问题
I have two query for same output
Slow Query:
SELECT
*
FROM
account_range
WHERE
is_active = 1 AND '8033576667466317' BETWEEN range_start AND range_end;
Execution Time: ~800 ms.
Explain:
+----+-------------+---------------+------------+------+-------------------------------------------+------+---------+------+--------+----------+-------------+
| id | select_type | table | partitions | type | possible_keys | key | key_len | ref | rows | filtered | Extra |
+----+-------------+---------------+------------+------+-------------------------------------------+------+---------+------+--------+----------+-------------+
| 1 | SIMPLE | account_range | NULL | ALL | range_start,range_end,range_se_active_idx | NULL | NULL | NULL | 940712 | 2.24 | Using where |
+----+-------------+---------------+------------+------+-------------------------------------------+------+---------+------+--------+----------+-------------+
Very Fast Query: learnt from here
SELECT
*
FROM
account_range
WHERE
is_active = 1 AND
range_start = (SELECT
MAX(range_start)
FROM
account_range
WHERE
range_start <= '8033576667466317') AND
range_end = (SELECT
MIN(range_end)
FROM
account_range
WHERE
range_end >= '8033576667466317')
Execution Time: ~1ms
Explain:
+----+-------------+---------------+------------+------+-------------------------------------------+---------------------+---------+-------------------+------+----------+------------------------------+
| id | select_type | table | partitions | type | possible_keys | key | key_len | ref | rows | filtered | Extra |
+----+-------------+---------------+------------+------+-------------------------------------------+---------------------+---------+-------------------+------+----------+------------------------------+
| 1 | PRIMARY | account_range | NULL | ref | range_start,range_end,range_se_active_idx | range_se_active_idx | 125 | const,const,const | 1 | 100.00 | NULL |
| 3 | SUBQUERY | NULL | NULL | NULL | NULL | NULL | NULL | NULL | NULL | NULL | Select tables optimized away |
| 2 | SUBQUERY | NULL | NULL | NULL | NULL | NULL | NULL | NULL | NULL | NULL | Select tables optimized away |
+----+-------------+---------------+------------+------+-------------------------------------------+---------------------+---------+-------------------+------+----------+------------------------------+
Table Structure:
CREATE TABLE account_range (
id int(11) unsigned NOT NULL AUTO_INCREMENT,
range_start varchar(20) NOT NULL,
range_end varchar(20) NOT NULL,
is_active tinyint(1) NOT NULL,
bank_name varchar(100) DEFAULT NULL,
addedon timestamp NOT NULL DEFAULT CURRENT_TIMESTAMP,
updatedon timestamp NOT NULL DEFAULT CURRENT_TIMESTAMP ON UPDATE CURRENT_TIMESTAMP,
description text,
PRIMARY KEY (id),
KEY range_start (range_start),
KEY range_end (range_end),
KEY range_se_active_idx (range_start , range_end , is_active)

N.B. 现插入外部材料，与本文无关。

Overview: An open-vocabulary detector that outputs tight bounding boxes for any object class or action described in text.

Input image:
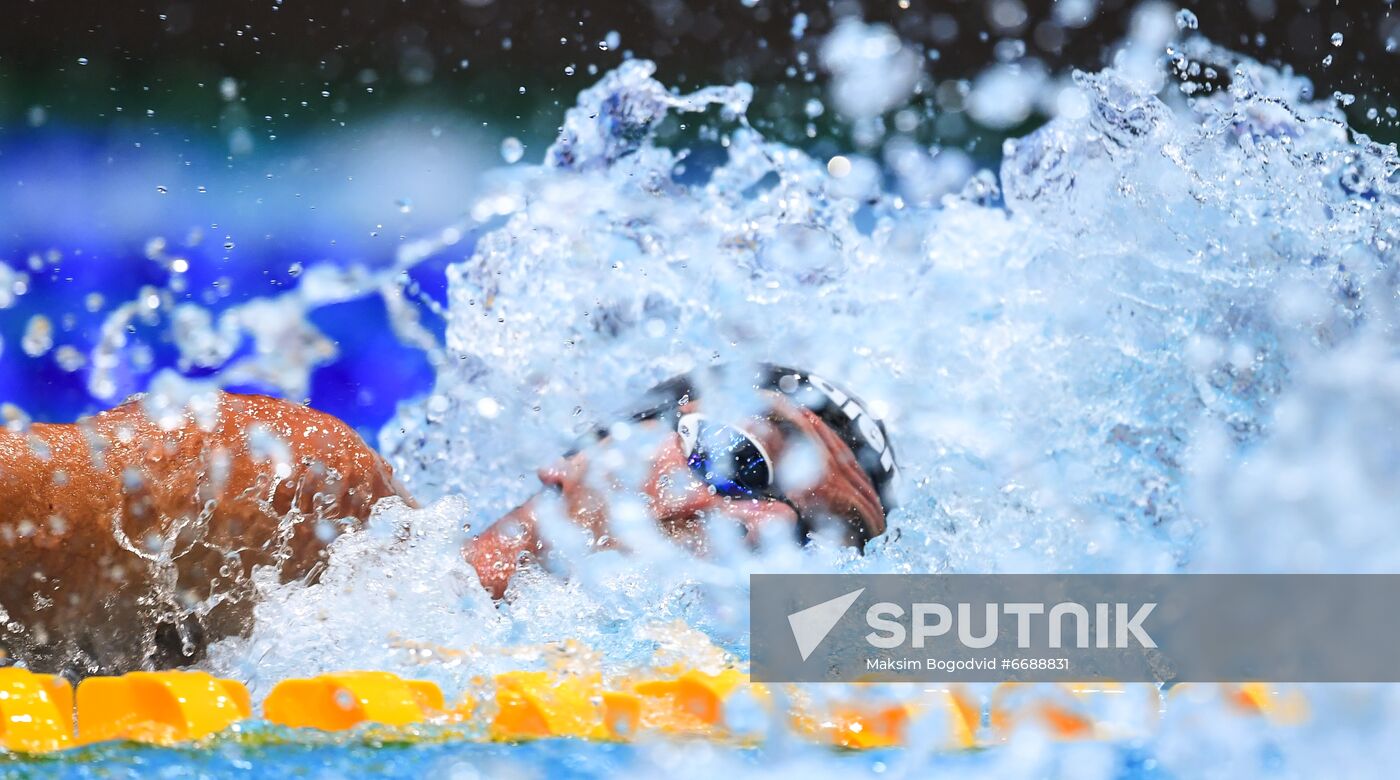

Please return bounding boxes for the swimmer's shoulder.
[214,392,409,499]
[214,392,366,447]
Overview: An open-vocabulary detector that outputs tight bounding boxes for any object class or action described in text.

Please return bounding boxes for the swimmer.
[0,364,896,674]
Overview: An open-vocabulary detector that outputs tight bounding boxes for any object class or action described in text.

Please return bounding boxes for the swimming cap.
[619,363,900,526]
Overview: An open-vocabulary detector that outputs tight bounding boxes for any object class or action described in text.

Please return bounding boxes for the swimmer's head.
[560,363,898,547]
[467,363,899,597]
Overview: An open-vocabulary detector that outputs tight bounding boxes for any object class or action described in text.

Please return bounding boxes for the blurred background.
[1,0,1395,438]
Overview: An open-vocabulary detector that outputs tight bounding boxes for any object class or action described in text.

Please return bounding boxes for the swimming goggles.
[674,412,827,541]
[676,412,777,498]
[571,401,819,540]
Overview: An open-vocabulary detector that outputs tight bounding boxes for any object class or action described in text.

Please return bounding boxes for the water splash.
[94,25,1400,772]
[545,59,752,172]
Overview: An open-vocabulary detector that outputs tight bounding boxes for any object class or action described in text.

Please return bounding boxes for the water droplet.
[156,185,168,194]
[564,65,576,76]
[791,12,809,40]
[827,155,852,178]
[1175,9,1198,31]
[1330,32,1344,47]
[500,137,524,164]
[223,240,236,250]
[55,346,85,372]
[22,316,53,358]
[1322,54,1333,67]
[396,198,413,214]
[77,57,89,66]
[219,77,239,101]
[518,86,526,95]
[476,397,502,419]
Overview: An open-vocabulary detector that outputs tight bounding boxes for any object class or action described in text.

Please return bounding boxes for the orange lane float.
[75,671,250,746]
[799,700,914,749]
[0,668,74,753]
[989,682,1162,742]
[1166,682,1309,726]
[490,671,612,740]
[790,687,979,750]
[263,671,459,731]
[623,668,758,737]
[489,667,767,741]
[1223,682,1309,724]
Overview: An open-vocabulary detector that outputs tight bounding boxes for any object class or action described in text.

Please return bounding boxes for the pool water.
[4,733,1172,780]
[3,3,1398,776]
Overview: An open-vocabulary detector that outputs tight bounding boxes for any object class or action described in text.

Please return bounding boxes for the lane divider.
[75,671,250,746]
[491,671,609,740]
[0,668,73,753]
[791,689,980,750]
[265,671,463,731]
[0,668,1307,754]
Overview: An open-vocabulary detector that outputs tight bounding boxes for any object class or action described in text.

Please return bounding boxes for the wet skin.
[0,393,408,673]
[464,392,887,599]
[0,390,884,671]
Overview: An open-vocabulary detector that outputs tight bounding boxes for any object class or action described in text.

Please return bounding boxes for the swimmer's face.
[536,393,887,552]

) ENGINE=InnoDB AUTO_INCREMENT=946132 DEFAULT CHARSET=utf8;
Please do explain Why doesn't MySql automatically optimizes BETWEEN query?
Update:
Realised my mistake from @kordirko answer. My table contains only non-overlapping
ranges, so both queries are returning same results.
回答1:
Such a comparision doesn't make sense, since you are comparing apples to oranges.
These two queries are not eqivalent, they give different resuts,
thus MySql optimises them in a different way and their plans can differ.
See this simple example: http://sqlfiddle.com/#!9/98678/2
create table account_range(
is_active int,
range_start int,
range_end int
);
insert into account_range values
(1,-20,100), (1,10,30);
First query gives 2 rows:
select * from account_range
where is_active = 1 and 25 between range_start AND range_end;
| is_active | range_start | range_end |
|-----------|-------------|-----------|
| 1 | -20 | 100 |
| 1 | 10 | 30 |
Second query gives only 1 row:
SELECT * FROM account_range
WHERE
is_active = 1 AND
range_start = (SELECT MAX(range_start)
FROM account_range
WHERE range_start <= 25
) AND
range_end = (SELECT MIN(range_end)
FROM account_range
WHERE range_end >= 25
)
| is_active | range_start | range_end |
|-----------|-------------|-----------|
| 1 | 10 | 30 |
To speed this query up (the first one), two bitmap indexes can be used together with "bitmap and" operation - but MySql doesn't have such a feature.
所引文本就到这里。